Some in Vietnam have criticized House of Guavas for being too sympathetic to the sufferings of the educated elites during the early days of communism, but others say it doesn't go far enough. "He wants to reflect his generation's tragedy, but the film only goes half-way," says Duong Trung Quoc, general secretary of the Association of Vietnamese Historians. For example, it refers only fleetingly to the current frustrations of many Hanoi dwellers trying to stake legal claim to their former property. It's a good bet the film won't make it to local television screens. Minh's last feature, the 1995 Nostalgia for Countryland was criticized in local media for its sombre portrayal of rural hardship, and never appeared on the small screen in Vietnam. Nguyen Thi Thu Hue, a writer for Vietnam Film Television and longtime fan of the director, claims Vietnamese villagers wouldn't understand House of Guavas.
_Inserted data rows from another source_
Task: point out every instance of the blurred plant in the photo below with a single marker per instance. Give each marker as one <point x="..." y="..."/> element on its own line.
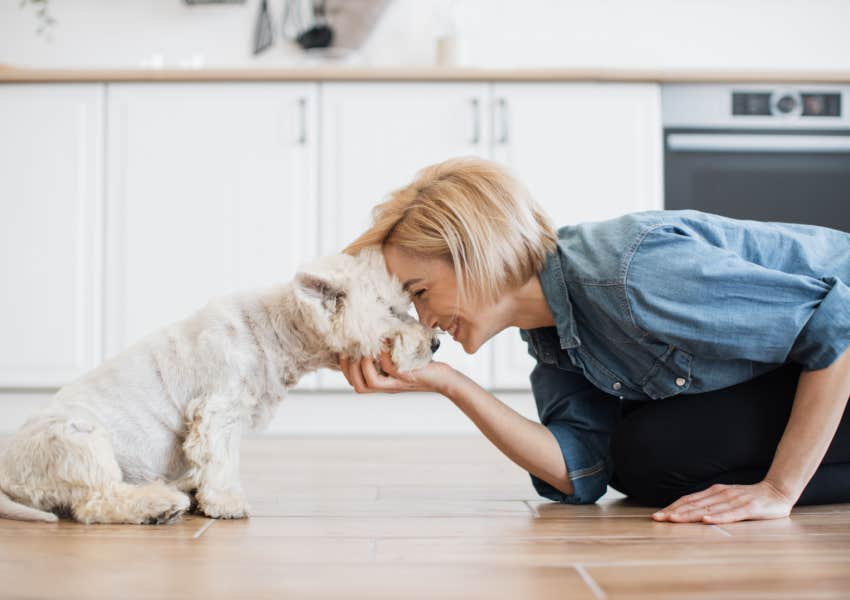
<point x="45" y="21"/>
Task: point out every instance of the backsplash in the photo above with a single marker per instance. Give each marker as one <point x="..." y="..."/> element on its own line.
<point x="719" y="34"/>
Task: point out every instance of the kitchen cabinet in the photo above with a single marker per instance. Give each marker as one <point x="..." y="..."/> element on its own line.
<point x="50" y="226"/>
<point x="586" y="151"/>
<point x="375" y="137"/>
<point x="217" y="187"/>
<point x="211" y="189"/>
<point x="602" y="159"/>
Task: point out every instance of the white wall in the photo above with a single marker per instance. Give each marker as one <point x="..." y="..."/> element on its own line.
<point x="500" y="33"/>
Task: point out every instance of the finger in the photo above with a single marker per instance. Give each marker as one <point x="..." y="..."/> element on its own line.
<point x="724" y="495"/>
<point x="389" y="367"/>
<point x="725" y="508"/>
<point x="357" y="379"/>
<point x="691" y="498"/>
<point x="687" y="500"/>
<point x="345" y="367"/>
<point x="380" y="382"/>
<point x="741" y="513"/>
<point x="695" y="513"/>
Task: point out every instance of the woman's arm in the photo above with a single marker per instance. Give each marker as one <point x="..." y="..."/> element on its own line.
<point x="819" y="404"/>
<point x="527" y="443"/>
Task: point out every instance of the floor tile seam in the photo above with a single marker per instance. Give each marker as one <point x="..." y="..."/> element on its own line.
<point x="203" y="528"/>
<point x="737" y="560"/>
<point x="590" y="582"/>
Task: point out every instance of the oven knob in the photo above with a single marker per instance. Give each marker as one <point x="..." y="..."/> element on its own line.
<point x="786" y="104"/>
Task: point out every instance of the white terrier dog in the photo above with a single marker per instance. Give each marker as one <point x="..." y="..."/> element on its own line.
<point x="127" y="441"/>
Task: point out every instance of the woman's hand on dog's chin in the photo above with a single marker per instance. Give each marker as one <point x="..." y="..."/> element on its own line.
<point x="365" y="378"/>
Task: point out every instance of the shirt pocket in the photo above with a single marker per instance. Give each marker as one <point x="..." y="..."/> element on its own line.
<point x="669" y="375"/>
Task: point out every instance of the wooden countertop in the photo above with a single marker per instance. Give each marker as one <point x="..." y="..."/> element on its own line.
<point x="360" y="73"/>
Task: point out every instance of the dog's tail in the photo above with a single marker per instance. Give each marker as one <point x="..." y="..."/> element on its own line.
<point x="9" y="509"/>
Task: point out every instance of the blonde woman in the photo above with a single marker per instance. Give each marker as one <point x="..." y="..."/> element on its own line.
<point x="689" y="360"/>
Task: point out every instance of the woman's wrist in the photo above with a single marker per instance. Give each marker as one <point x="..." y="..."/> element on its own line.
<point x="448" y="380"/>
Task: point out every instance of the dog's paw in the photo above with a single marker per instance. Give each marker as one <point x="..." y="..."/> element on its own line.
<point x="164" y="507"/>
<point x="223" y="504"/>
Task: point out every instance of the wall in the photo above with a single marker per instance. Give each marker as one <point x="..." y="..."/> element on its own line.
<point x="503" y="33"/>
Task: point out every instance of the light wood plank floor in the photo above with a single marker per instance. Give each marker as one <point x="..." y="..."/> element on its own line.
<point x="423" y="518"/>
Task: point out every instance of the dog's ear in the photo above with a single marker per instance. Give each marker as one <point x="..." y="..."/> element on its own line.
<point x="321" y="290"/>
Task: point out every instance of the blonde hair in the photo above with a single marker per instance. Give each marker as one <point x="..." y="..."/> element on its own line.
<point x="473" y="213"/>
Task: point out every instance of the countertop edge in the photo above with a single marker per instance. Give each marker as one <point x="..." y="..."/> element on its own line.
<point x="26" y="75"/>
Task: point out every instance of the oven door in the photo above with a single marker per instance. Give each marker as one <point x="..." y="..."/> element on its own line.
<point x="791" y="177"/>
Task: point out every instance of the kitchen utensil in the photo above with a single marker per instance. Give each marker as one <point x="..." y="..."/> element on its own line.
<point x="263" y="34"/>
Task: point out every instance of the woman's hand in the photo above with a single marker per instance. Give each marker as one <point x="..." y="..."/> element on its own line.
<point x="728" y="503"/>
<point x="364" y="377"/>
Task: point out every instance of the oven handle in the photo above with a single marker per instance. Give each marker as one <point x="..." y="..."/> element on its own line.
<point x="723" y="142"/>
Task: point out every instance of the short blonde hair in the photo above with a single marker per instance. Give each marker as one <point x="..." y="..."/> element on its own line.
<point x="473" y="213"/>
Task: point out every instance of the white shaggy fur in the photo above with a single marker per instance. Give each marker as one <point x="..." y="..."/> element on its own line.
<point x="125" y="442"/>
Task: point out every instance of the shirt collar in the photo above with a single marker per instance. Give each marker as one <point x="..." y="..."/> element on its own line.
<point x="558" y="299"/>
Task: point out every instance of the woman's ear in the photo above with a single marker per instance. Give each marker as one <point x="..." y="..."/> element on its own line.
<point x="320" y="290"/>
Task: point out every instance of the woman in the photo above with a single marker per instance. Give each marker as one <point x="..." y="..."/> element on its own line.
<point x="683" y="358"/>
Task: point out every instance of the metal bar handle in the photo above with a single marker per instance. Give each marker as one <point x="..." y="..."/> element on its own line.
<point x="302" y="119"/>
<point x="504" y="138"/>
<point x="476" y="121"/>
<point x="730" y="142"/>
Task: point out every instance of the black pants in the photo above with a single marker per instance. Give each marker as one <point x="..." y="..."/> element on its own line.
<point x="664" y="449"/>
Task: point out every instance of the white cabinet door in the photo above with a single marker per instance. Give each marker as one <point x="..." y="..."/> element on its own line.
<point x="587" y="152"/>
<point x="376" y="136"/>
<point x="211" y="189"/>
<point x="50" y="211"/>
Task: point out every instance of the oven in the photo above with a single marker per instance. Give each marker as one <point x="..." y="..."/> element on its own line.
<point x="764" y="152"/>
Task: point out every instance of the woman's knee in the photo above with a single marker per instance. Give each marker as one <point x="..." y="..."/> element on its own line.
<point x="648" y="461"/>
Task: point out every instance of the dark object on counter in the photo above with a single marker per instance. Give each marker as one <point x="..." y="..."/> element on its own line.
<point x="263" y="35"/>
<point x="317" y="34"/>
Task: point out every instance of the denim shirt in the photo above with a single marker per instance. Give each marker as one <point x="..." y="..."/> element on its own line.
<point x="654" y="304"/>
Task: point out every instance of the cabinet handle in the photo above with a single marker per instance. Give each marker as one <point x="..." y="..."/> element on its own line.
<point x="504" y="138"/>
<point x="476" y="121"/>
<point x="302" y="119"/>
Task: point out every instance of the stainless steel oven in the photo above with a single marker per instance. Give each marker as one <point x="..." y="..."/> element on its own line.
<point x="765" y="152"/>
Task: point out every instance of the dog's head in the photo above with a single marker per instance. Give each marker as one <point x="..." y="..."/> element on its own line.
<point x="355" y="305"/>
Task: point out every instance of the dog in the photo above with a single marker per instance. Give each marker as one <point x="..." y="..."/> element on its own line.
<point x="130" y="441"/>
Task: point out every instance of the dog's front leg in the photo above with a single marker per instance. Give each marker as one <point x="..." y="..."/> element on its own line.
<point x="212" y="449"/>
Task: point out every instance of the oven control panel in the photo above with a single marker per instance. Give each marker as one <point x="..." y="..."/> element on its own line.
<point x="786" y="102"/>
<point x="777" y="106"/>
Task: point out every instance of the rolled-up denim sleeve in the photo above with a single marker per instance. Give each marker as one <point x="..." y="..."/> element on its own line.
<point x="710" y="300"/>
<point x="582" y="419"/>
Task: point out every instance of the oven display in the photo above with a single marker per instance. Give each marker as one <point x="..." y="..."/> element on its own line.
<point x="804" y="104"/>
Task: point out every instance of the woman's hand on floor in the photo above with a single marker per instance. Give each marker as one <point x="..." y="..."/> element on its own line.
<point x="728" y="503"/>
<point x="365" y="378"/>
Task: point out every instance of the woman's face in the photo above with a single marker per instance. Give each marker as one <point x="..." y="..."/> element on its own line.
<point x="433" y="289"/>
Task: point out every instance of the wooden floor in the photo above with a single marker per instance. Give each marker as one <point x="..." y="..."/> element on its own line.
<point x="423" y="518"/>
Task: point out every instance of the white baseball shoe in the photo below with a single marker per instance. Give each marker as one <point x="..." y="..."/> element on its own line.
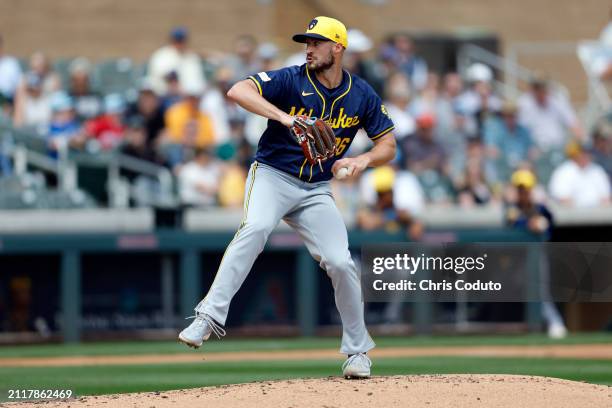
<point x="199" y="330"/>
<point x="357" y="366"/>
<point x="557" y="331"/>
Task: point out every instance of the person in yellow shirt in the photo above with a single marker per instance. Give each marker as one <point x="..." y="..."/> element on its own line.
<point x="187" y="127"/>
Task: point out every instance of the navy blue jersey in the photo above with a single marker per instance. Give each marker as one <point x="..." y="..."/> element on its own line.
<point x="350" y="106"/>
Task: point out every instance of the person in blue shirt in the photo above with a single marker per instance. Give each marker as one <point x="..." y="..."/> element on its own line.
<point x="526" y="214"/>
<point x="283" y="185"/>
<point x="508" y="143"/>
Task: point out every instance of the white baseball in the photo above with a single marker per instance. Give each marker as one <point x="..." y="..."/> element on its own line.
<point x="342" y="173"/>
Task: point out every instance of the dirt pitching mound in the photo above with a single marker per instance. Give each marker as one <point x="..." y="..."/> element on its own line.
<point x="456" y="391"/>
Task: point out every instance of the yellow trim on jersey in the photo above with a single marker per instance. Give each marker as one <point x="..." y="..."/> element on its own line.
<point x="331" y="111"/>
<point x="381" y="134"/>
<point x="302" y="168"/>
<point x="317" y="90"/>
<point x="245" y="210"/>
<point x="256" y="83"/>
<point x="246" y="203"/>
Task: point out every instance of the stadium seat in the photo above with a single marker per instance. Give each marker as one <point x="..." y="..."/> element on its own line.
<point x="115" y="76"/>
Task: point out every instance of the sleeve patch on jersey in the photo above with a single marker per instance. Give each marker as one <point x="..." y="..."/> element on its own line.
<point x="264" y="77"/>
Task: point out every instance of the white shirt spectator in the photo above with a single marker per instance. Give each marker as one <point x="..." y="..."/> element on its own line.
<point x="198" y="183"/>
<point x="213" y="103"/>
<point x="10" y="75"/>
<point x="407" y="192"/>
<point x="37" y="111"/>
<point x="186" y="64"/>
<point x="548" y="124"/>
<point x="584" y="187"/>
<point x="402" y="119"/>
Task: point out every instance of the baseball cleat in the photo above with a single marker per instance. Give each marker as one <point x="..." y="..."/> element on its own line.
<point x="357" y="366"/>
<point x="200" y="330"/>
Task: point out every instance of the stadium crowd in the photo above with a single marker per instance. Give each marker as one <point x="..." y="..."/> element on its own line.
<point x="459" y="140"/>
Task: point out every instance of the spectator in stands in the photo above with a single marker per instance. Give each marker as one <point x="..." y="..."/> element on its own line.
<point x="579" y="182"/>
<point x="148" y="110"/>
<point x="10" y="73"/>
<point x="267" y="53"/>
<point x="508" y="144"/>
<point x="216" y="105"/>
<point x="39" y="64"/>
<point x="176" y="56"/>
<point x="421" y="151"/>
<point x="243" y="61"/>
<point x="87" y="102"/>
<point x="108" y="129"/>
<point x="32" y="105"/>
<point x="174" y="91"/>
<point x="6" y="110"/>
<point x="427" y="98"/>
<point x="231" y="186"/>
<point x="356" y="60"/>
<point x="64" y="129"/>
<point x="523" y="212"/>
<point x="199" y="179"/>
<point x="399" y="52"/>
<point x="548" y="116"/>
<point x="135" y="141"/>
<point x="397" y="92"/>
<point x="187" y="127"/>
<point x="472" y="189"/>
<point x="450" y="123"/>
<point x="394" y="201"/>
<point x="602" y="146"/>
<point x="478" y="101"/>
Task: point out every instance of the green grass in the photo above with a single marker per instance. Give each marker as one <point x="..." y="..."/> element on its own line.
<point x="90" y="380"/>
<point x="214" y="346"/>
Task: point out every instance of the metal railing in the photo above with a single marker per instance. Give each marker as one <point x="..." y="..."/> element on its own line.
<point x="117" y="184"/>
<point x="65" y="169"/>
<point x="512" y="71"/>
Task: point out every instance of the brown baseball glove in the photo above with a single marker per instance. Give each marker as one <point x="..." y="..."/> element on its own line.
<point x="316" y="137"/>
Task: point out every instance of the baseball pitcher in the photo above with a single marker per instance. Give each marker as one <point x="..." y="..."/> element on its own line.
<point x="314" y="112"/>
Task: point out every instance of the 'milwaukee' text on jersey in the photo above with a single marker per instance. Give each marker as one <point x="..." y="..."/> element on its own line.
<point x="350" y="106"/>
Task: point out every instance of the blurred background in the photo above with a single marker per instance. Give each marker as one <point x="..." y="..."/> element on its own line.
<point x="122" y="162"/>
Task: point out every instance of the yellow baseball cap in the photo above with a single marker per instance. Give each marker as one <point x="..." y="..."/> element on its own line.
<point x="523" y="178"/>
<point x="324" y="28"/>
<point x="383" y="178"/>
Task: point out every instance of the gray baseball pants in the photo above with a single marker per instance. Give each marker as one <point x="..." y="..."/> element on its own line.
<point x="309" y="208"/>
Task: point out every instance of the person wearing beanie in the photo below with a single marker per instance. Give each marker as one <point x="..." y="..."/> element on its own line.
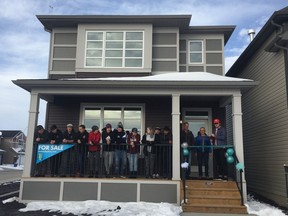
<point x="108" y="140"/>
<point x="133" y="141"/>
<point x="94" y="149"/>
<point x="120" y="152"/>
<point x="41" y="136"/>
<point x="55" y="137"/>
<point x="82" y="149"/>
<point x="68" y="157"/>
<point x="219" y="139"/>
Others wonder whether international audiences will understand the film, given their skimpy knowledge of Vietnamese history.

The director has just completed his own international odyssey, working on the Hollywood-funded The Quiet American, which is based on Graham Greene's classic novel about U.S. bungling in Indochina. Its multi-million dollar budget was mind-boggling for Minh, who managed some shoots in Vietnam and assisted the production in a Sydney film studio. By contrast, he completed House of Guavas with primitive equipment and state funds of just 750 million dong (about $52,000), plus about $116,000 in French and Swiss funding for post-production work in Paris. Referring to his sojourn in Sydney, the director muses, "I cannot learn anything from this. I can only dream." With scant technology at his disposal, Minh must revert to the basics: imagination and guts.

By Margot Cohen - The Far Eastern Economic Review - July 5, 2001.